Hi @stgraber, just to be sure, so do you mean we dont really need security directory, which it consists apparmor and seccomp rules, did you mean those rules are all in the database?
Regards.
Thanks for the feedback. I tried it and indeed this seems to work on a restore. However if the storage pool is different than the backup you cant use it. (because of naming) Whe can not rename a storage id. I did find a post how to do this in lxd. But for incus this does not work. Any advise on this?
LXD internally uses an SQLite database to store its configuration, so we can always fall back to tampering with its DB manually. This is a bit dangerous, but it seems we have to do it anyway…
$ lxd sql global "UPDATE storage_pools_config SET value='zroot/crypt/var/lib/lxc';"
Rows affected: 3
Note: Please add a WHERE clause to narrow down the records you wish to update if you have multiple storage configurations! I don’t need one because I only have the default storage configured.

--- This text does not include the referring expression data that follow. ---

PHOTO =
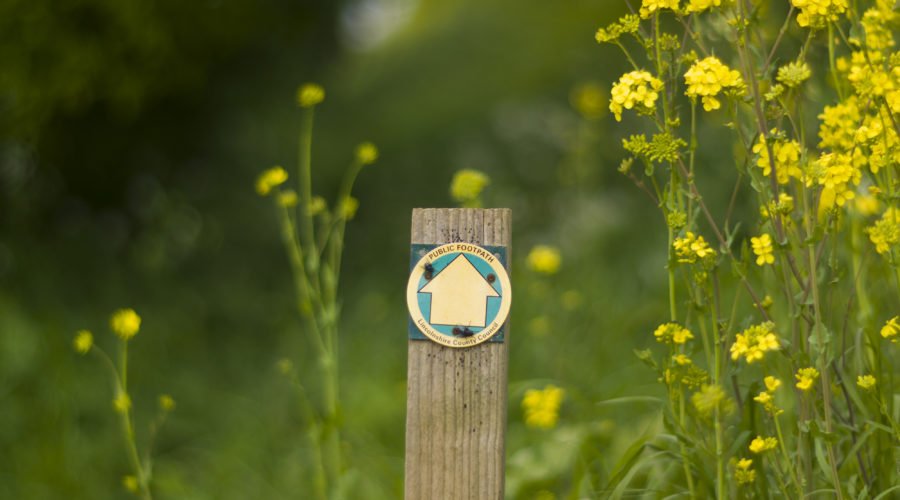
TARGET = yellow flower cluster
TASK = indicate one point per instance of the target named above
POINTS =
(701, 5)
(467, 185)
(793, 73)
(762, 247)
(707, 77)
(270, 179)
(544, 259)
(710, 398)
(125, 323)
(761, 444)
(865, 381)
(891, 328)
(754, 342)
(806, 377)
(691, 248)
(638, 90)
(743, 473)
(837, 129)
(310, 94)
(83, 342)
(672, 333)
(766, 398)
(787, 158)
(835, 172)
(885, 234)
(542, 406)
(817, 13)
(649, 7)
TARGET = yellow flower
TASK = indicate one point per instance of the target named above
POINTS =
(709, 398)
(638, 90)
(691, 248)
(130, 483)
(672, 333)
(762, 247)
(787, 158)
(707, 77)
(544, 259)
(467, 185)
(743, 473)
(83, 342)
(817, 13)
(681, 359)
(366, 153)
(760, 444)
(754, 342)
(793, 73)
(349, 205)
(885, 233)
(891, 328)
(701, 5)
(122, 403)
(269, 179)
(310, 94)
(166, 402)
(125, 323)
(806, 377)
(648, 7)
(542, 406)
(865, 381)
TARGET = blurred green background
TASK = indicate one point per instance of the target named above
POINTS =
(131, 133)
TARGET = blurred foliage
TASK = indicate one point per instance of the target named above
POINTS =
(130, 137)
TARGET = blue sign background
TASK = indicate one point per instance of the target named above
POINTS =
(493, 303)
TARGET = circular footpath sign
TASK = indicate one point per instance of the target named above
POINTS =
(459, 294)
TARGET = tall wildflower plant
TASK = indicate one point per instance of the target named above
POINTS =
(777, 353)
(313, 236)
(125, 324)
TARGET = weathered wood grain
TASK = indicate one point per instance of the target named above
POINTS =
(456, 398)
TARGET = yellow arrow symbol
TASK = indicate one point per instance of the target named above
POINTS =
(459, 295)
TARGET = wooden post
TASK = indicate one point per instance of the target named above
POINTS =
(456, 397)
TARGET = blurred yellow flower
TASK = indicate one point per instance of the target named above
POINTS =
(743, 473)
(269, 179)
(544, 259)
(865, 381)
(125, 323)
(760, 444)
(166, 402)
(83, 342)
(542, 406)
(467, 185)
(806, 377)
(366, 153)
(672, 333)
(310, 94)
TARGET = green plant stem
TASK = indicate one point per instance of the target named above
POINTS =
(823, 369)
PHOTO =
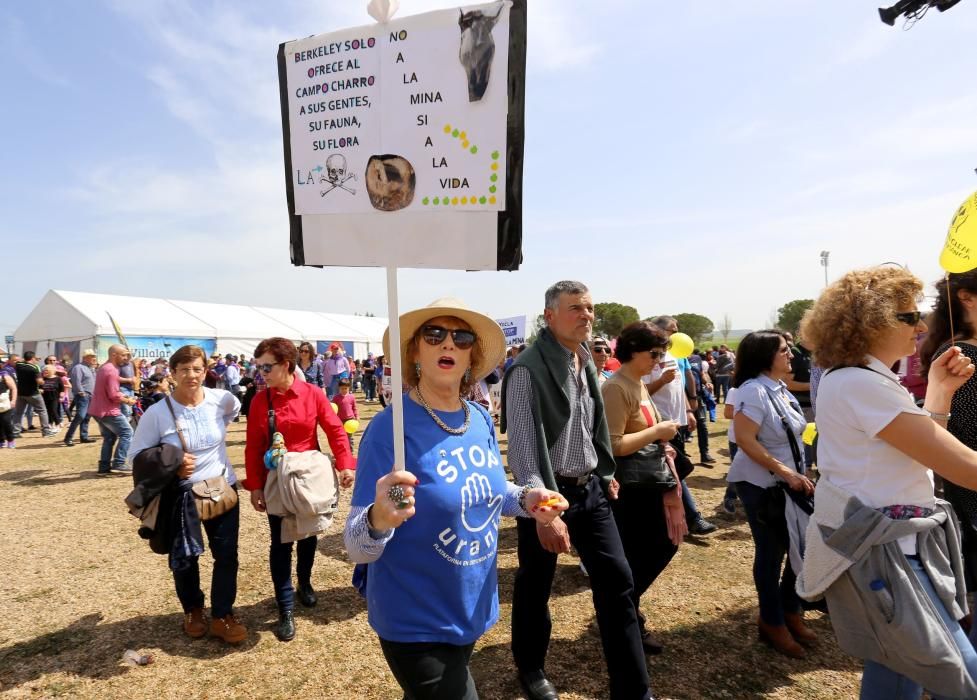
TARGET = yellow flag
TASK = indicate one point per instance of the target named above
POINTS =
(810, 432)
(960, 250)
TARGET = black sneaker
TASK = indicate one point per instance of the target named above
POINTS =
(285, 629)
(537, 686)
(702, 527)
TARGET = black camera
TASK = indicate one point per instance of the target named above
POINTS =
(913, 9)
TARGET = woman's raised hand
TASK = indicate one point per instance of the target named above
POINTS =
(667, 430)
(394, 500)
(799, 482)
(950, 371)
(545, 505)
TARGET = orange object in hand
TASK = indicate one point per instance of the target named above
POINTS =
(548, 503)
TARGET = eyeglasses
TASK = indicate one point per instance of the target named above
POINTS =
(435, 335)
(187, 371)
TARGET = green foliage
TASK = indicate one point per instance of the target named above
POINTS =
(790, 314)
(537, 325)
(611, 317)
(695, 326)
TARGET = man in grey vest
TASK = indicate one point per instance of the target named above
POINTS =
(554, 415)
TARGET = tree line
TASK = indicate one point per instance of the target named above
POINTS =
(610, 317)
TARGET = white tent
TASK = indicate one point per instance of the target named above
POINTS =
(70, 321)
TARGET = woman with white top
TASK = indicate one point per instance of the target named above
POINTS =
(877, 446)
(203, 415)
(766, 458)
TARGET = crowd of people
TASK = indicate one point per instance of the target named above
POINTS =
(599, 433)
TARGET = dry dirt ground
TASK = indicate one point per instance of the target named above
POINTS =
(79, 588)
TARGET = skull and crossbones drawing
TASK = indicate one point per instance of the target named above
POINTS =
(336, 175)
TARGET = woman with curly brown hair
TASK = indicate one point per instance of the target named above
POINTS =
(880, 547)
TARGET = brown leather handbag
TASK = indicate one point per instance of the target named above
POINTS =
(213, 496)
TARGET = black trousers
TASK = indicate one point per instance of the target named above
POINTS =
(702, 428)
(640, 517)
(594, 533)
(430, 670)
(280, 561)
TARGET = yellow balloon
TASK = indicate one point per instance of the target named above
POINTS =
(810, 432)
(682, 346)
(960, 249)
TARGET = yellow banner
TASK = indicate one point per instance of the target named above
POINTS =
(960, 250)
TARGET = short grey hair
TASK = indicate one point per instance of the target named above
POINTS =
(563, 287)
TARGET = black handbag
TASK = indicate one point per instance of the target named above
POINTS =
(645, 469)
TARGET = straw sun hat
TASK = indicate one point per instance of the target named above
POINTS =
(490, 338)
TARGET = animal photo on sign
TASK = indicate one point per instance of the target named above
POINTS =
(390, 181)
(477, 49)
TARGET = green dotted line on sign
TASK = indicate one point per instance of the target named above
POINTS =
(453, 201)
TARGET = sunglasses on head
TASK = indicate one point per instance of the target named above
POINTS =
(435, 335)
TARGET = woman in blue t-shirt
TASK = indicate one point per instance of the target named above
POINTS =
(431, 588)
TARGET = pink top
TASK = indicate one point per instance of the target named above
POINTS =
(106, 397)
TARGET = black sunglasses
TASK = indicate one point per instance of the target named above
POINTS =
(435, 335)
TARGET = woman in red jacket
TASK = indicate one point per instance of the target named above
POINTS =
(299, 408)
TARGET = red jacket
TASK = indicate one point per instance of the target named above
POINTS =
(298, 411)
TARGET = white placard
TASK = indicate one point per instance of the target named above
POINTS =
(514, 329)
(374, 107)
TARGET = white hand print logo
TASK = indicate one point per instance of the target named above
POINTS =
(478, 506)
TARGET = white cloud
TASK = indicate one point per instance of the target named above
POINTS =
(20, 46)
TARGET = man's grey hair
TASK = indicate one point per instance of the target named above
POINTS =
(563, 287)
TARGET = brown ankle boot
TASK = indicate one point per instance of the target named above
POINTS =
(194, 624)
(798, 630)
(779, 638)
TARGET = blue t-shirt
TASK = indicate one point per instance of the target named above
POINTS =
(436, 579)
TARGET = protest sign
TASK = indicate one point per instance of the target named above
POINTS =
(404, 141)
(514, 329)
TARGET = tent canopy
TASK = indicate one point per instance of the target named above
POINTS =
(63, 315)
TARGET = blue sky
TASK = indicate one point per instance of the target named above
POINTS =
(680, 157)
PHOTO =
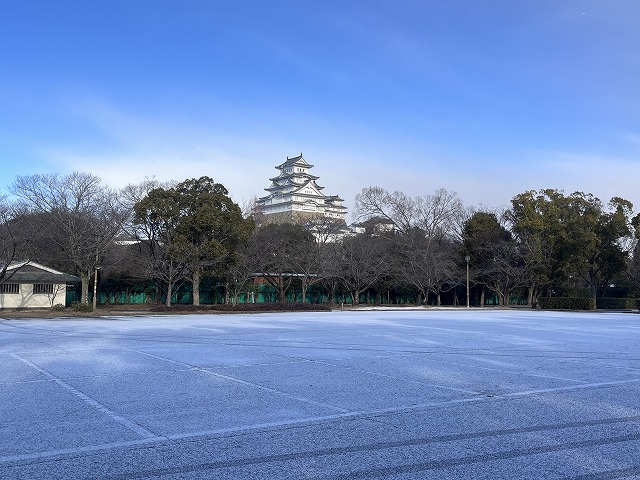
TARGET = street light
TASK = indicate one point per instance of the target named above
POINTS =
(466, 259)
(95, 286)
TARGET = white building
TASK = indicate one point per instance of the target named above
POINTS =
(31, 285)
(295, 196)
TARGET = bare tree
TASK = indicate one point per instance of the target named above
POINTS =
(362, 263)
(15, 236)
(79, 218)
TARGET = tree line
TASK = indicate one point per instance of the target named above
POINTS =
(172, 235)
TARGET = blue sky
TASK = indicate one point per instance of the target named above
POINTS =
(486, 98)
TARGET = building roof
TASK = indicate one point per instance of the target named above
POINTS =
(31, 272)
(299, 161)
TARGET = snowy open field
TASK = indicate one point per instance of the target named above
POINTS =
(373, 394)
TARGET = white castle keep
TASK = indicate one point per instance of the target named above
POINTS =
(295, 196)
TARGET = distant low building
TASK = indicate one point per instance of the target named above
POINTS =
(294, 196)
(31, 285)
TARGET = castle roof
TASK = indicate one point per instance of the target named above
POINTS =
(295, 161)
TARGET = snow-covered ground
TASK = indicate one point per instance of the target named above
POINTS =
(407, 394)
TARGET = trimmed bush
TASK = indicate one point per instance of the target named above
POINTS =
(82, 307)
(567, 303)
(245, 307)
(606, 303)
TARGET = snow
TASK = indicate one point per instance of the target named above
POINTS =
(415, 393)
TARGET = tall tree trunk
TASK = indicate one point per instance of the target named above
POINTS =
(355, 297)
(195, 280)
(169, 293)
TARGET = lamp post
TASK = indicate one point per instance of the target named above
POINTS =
(466, 259)
(95, 286)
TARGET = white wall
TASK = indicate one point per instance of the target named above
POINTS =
(27, 299)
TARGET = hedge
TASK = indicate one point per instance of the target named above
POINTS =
(245, 307)
(568, 303)
(606, 303)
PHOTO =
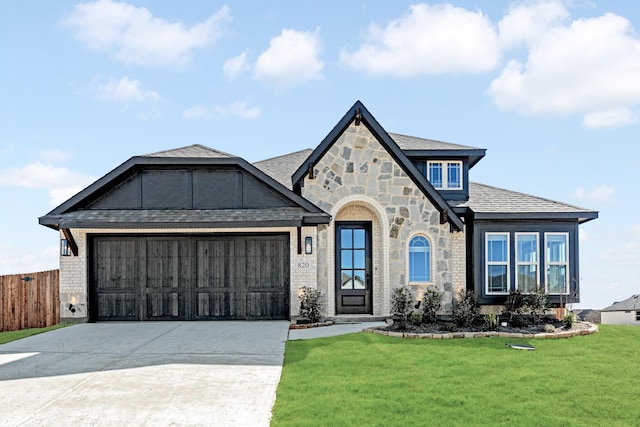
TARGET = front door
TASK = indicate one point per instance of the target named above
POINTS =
(353, 268)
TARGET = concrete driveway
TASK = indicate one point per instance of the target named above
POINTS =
(144, 374)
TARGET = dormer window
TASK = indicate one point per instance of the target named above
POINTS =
(445, 174)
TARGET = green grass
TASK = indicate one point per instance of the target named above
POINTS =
(373, 380)
(9, 336)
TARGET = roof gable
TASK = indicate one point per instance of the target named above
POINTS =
(361, 116)
(184, 182)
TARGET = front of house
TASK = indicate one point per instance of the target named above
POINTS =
(196, 234)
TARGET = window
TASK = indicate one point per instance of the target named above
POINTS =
(445, 175)
(419, 260)
(527, 278)
(557, 262)
(497, 267)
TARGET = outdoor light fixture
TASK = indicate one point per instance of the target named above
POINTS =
(65, 250)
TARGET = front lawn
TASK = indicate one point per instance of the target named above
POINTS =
(9, 336)
(372, 380)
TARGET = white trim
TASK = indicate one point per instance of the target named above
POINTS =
(408, 258)
(445, 173)
(536, 263)
(487, 263)
(547, 263)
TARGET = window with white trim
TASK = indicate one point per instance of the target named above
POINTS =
(497, 263)
(419, 260)
(445, 174)
(527, 272)
(557, 262)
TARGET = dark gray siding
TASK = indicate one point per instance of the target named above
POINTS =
(194, 188)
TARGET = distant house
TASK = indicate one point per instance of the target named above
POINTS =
(625, 312)
(194, 233)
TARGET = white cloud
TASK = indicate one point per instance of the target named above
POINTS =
(527, 23)
(60, 182)
(589, 66)
(429, 40)
(234, 66)
(132, 35)
(598, 194)
(124, 90)
(291, 60)
(16, 259)
(237, 109)
(615, 117)
(53, 155)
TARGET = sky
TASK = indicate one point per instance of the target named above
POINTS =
(550, 88)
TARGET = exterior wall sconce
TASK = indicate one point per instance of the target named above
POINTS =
(65, 250)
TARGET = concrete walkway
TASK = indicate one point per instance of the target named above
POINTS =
(143, 374)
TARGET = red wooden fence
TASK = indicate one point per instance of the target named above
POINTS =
(29, 300)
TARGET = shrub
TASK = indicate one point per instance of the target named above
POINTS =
(491, 321)
(416, 317)
(465, 308)
(401, 305)
(431, 303)
(568, 320)
(310, 304)
(514, 307)
(537, 303)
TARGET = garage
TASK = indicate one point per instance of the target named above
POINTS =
(189, 277)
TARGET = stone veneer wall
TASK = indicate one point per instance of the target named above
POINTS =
(357, 179)
(74, 269)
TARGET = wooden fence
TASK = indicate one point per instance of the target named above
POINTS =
(29, 300)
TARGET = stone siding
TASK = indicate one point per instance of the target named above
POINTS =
(357, 179)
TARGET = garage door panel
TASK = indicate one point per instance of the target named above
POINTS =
(190, 277)
(218, 305)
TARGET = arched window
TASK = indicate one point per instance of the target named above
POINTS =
(419, 260)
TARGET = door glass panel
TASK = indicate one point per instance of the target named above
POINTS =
(346, 258)
(359, 279)
(358, 258)
(345, 238)
(358, 237)
(347, 279)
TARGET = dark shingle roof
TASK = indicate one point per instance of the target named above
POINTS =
(406, 142)
(485, 199)
(281, 168)
(629, 304)
(191, 151)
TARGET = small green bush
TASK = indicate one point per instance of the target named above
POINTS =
(514, 308)
(416, 317)
(401, 305)
(568, 320)
(431, 304)
(465, 308)
(310, 304)
(537, 303)
(491, 321)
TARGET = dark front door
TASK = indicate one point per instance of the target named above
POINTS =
(353, 268)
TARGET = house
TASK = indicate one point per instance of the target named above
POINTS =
(625, 312)
(195, 233)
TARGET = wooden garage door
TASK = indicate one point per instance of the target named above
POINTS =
(189, 277)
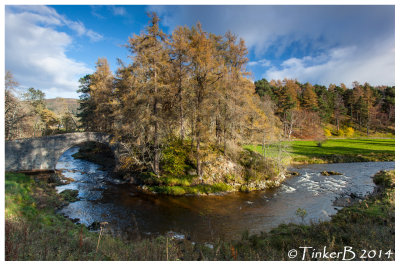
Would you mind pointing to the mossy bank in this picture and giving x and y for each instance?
(34, 231)
(221, 172)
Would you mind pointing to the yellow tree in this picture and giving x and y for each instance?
(179, 72)
(101, 90)
(150, 67)
(205, 70)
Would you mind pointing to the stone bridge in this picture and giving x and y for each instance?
(42, 154)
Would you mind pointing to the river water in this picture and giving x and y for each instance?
(208, 218)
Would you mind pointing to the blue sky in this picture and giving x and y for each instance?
(51, 47)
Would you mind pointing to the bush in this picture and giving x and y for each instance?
(349, 132)
(174, 158)
(327, 132)
(385, 179)
(340, 133)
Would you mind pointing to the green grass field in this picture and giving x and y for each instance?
(332, 150)
(33, 231)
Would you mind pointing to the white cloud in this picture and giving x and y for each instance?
(261, 62)
(373, 64)
(35, 52)
(118, 10)
(49, 16)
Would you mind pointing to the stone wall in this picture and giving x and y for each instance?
(42, 154)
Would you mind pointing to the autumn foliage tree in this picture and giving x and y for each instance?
(191, 85)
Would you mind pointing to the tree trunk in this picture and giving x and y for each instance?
(156, 166)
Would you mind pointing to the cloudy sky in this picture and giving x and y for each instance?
(51, 47)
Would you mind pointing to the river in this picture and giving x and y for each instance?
(209, 218)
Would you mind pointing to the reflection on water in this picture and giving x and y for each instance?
(204, 218)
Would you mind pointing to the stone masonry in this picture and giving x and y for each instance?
(42, 154)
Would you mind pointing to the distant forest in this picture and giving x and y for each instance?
(305, 109)
(191, 89)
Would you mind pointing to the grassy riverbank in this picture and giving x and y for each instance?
(35, 232)
(332, 150)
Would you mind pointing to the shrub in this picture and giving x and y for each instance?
(385, 179)
(174, 158)
(349, 132)
(327, 132)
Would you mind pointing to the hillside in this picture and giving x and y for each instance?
(61, 105)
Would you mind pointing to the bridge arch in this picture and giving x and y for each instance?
(42, 154)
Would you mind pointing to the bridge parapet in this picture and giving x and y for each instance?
(42, 154)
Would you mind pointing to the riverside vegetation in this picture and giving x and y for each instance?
(34, 231)
(184, 105)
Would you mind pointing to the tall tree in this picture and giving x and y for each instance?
(102, 95)
(151, 64)
(180, 72)
(206, 70)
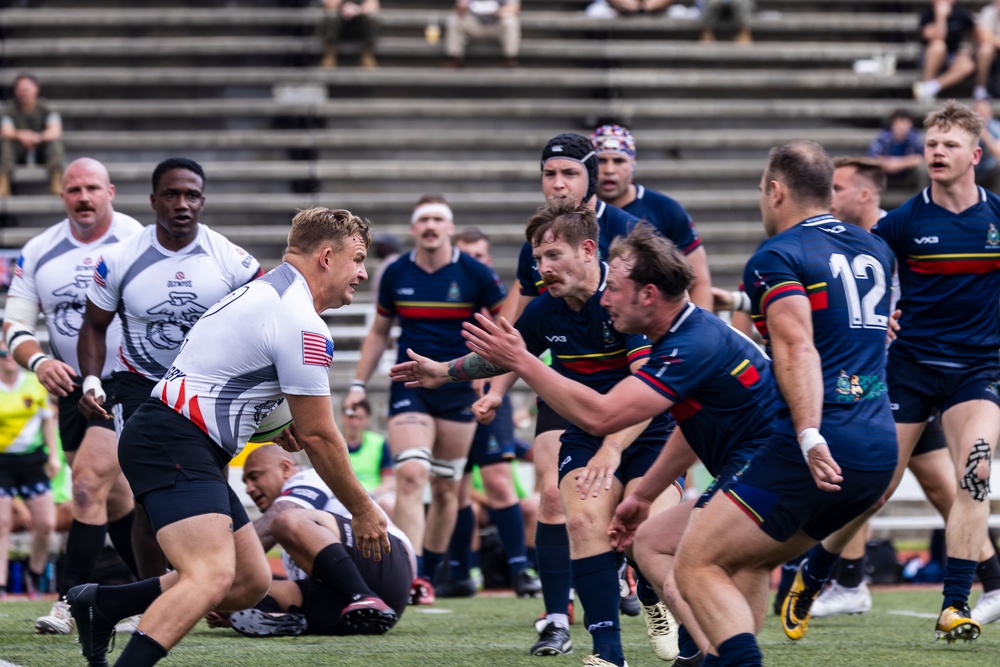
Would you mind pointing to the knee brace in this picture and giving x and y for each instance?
(419, 455)
(448, 469)
(978, 488)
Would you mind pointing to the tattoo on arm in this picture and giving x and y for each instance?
(263, 524)
(472, 367)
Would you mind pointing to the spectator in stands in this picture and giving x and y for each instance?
(900, 149)
(945, 30)
(480, 20)
(988, 38)
(988, 168)
(29, 458)
(356, 20)
(371, 459)
(32, 133)
(737, 11)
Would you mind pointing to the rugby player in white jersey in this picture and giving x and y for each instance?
(52, 275)
(260, 345)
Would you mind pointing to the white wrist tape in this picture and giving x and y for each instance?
(93, 383)
(809, 438)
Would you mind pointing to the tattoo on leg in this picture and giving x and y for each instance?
(978, 488)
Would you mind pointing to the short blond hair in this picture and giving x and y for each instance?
(954, 113)
(313, 227)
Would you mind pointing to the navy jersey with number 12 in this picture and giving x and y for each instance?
(846, 274)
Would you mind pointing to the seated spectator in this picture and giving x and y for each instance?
(945, 30)
(481, 20)
(332, 587)
(370, 455)
(355, 20)
(988, 38)
(900, 149)
(739, 12)
(32, 134)
(29, 458)
(987, 170)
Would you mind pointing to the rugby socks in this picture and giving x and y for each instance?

In a minute, the storage should become available again:
$ lxc storage list
+---------+--------+-------------------------+-------------+---------+---------+
| NAME | DRIVER | SOURCE | DESCRIPTION | USED BY | STATE |
+---------+--------+-------------------------+-------------+---------+---------+
| default | zfs | zroot/crypt/var/lib/lxc | | 6 | CREATED |
+---------+--------+-------------------------+-------------+---------+---------+
Yeah, all the /var/lib/incus/security/ stuff is generated by Incus when the instance starts based on the instance configuration (its devices, config keys, …).